Legitimado por essa vontade, André Malraux, um notável intelectual e homem de acção, lançou a rede das “Casas de Cultura” que passaram a levar à população de toda a França o teatro, a literatura, o cinema, as artes plásticas e também a dinâmica de formação de animadores culturais. Tratou-se de um passo de dimensão histórica que mudou muita coisa na vida cultural das democracias mais estáveis e avançadas. Portugal, em plena ditadura salazarista, encontrava-se ainda a anos-luz desta empolgante realidade.

Todos os ministros que sucederam a Malraux, fossem eles de esquerda ou de direita, nunca mais deixaram de ficar responsabilizados pela herança deste legado único, que permitiu colocar a defesa do património edificado ao nível do incentivo às vanguardas artísticas e do fomento da leitura. Quando Jack Lang fez o elogio nacional de André Malraux, por ocasião da trasladação dos seus restos mortais para o Panteão Nacional, pôr em destaque a importância que a cultura sempre teve e continua a ter na vida da França e dos franceses.

Por isso, Paris acolhe as figuras mais destacadas da vida cultural mundial, seja ao nível da decisão política e diplomática, seja ao nível da criação, para celebrar esta efeméride e homenagear quem teve visão estratégica e perspectiva de futuro bastantes para criar, no momento certo, um Ministério da Cultura.

Deste modo, a cultura deixou de ser um assunto da direita ou da esquerda para se transformar numa grande causa nacional geradora de perduráveis consensos.

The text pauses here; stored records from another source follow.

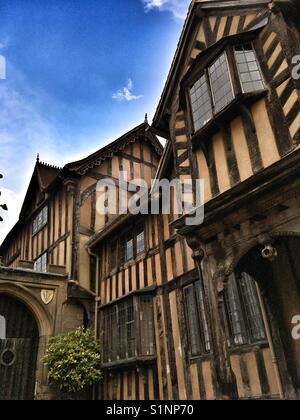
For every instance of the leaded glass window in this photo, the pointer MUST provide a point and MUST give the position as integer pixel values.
(201, 103)
(128, 329)
(40, 264)
(196, 319)
(243, 310)
(248, 67)
(214, 90)
(221, 85)
(40, 220)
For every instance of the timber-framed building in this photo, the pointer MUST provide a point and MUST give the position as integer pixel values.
(183, 312)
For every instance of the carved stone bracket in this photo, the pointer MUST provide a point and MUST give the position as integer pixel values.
(195, 243)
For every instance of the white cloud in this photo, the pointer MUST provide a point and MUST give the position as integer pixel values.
(24, 132)
(177, 7)
(126, 94)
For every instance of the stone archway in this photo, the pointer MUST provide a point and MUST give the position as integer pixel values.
(43, 329)
(275, 265)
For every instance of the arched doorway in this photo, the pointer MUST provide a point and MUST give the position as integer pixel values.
(278, 279)
(18, 350)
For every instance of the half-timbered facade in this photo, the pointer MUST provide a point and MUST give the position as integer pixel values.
(230, 112)
(57, 219)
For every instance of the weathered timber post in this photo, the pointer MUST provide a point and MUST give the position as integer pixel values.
(226, 386)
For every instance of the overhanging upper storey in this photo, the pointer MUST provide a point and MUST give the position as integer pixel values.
(207, 24)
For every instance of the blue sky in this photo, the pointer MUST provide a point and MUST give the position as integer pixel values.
(79, 73)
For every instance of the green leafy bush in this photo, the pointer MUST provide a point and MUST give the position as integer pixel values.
(73, 361)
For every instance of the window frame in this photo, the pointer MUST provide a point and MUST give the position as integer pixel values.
(44, 220)
(235, 80)
(200, 66)
(116, 354)
(128, 235)
(40, 258)
(3, 327)
(203, 351)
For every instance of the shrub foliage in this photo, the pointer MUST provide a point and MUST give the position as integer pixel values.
(73, 361)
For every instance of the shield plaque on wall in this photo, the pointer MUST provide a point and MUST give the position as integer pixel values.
(47, 296)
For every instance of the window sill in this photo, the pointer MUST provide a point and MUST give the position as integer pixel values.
(248, 348)
(133, 362)
(201, 357)
(225, 115)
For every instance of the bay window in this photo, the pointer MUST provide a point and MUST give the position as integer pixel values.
(235, 71)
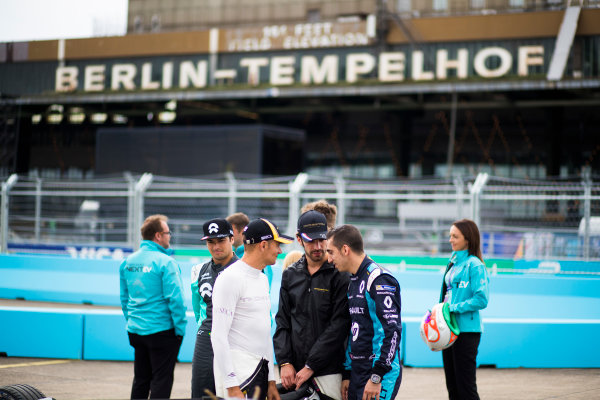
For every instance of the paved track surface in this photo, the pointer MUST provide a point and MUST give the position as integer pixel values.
(76, 379)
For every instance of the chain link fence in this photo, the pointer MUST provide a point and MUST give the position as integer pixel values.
(519, 219)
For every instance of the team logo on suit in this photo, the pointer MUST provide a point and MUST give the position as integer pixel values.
(213, 228)
(205, 290)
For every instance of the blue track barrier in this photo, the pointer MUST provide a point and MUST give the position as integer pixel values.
(531, 321)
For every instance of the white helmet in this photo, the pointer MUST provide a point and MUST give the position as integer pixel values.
(438, 328)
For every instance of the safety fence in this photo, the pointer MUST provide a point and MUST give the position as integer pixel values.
(545, 220)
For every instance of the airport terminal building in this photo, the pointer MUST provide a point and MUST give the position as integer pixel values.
(380, 89)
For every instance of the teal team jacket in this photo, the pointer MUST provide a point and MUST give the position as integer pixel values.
(152, 291)
(470, 290)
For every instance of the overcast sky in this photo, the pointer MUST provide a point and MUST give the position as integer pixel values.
(26, 20)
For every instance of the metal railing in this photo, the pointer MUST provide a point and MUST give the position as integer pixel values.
(529, 219)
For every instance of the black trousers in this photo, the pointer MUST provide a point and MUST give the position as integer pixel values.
(460, 365)
(155, 358)
(203, 377)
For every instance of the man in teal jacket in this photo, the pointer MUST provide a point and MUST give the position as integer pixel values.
(152, 303)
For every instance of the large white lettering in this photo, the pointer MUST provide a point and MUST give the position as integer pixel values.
(418, 67)
(123, 75)
(358, 64)
(253, 65)
(311, 72)
(93, 78)
(282, 70)
(489, 62)
(481, 68)
(460, 64)
(66, 79)
(167, 80)
(391, 67)
(194, 74)
(147, 82)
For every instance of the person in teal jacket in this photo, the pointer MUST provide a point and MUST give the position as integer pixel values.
(152, 303)
(465, 288)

É certo que estamos a falar de uma realidade muito diferente da portuguesa, tanto por razões históricas como políticas ou sociais, mas uma afirmação pode ser feita sem que se corra o risco de faltar à verdade: sempre que um governo ou um executivo municipal decidem investir de forma consistente e sustentável na cultura assiste-se ao progresso da vida comunitária, ao seu enriquecimento material e espiritual e ao reforço da própria coesão social. Por isso, penso que nestes dias todos devemos curvarnos ante a memória de André Malraux e o seu histórico legado. Todos lhe devemos esse gesto de respeito e admiração.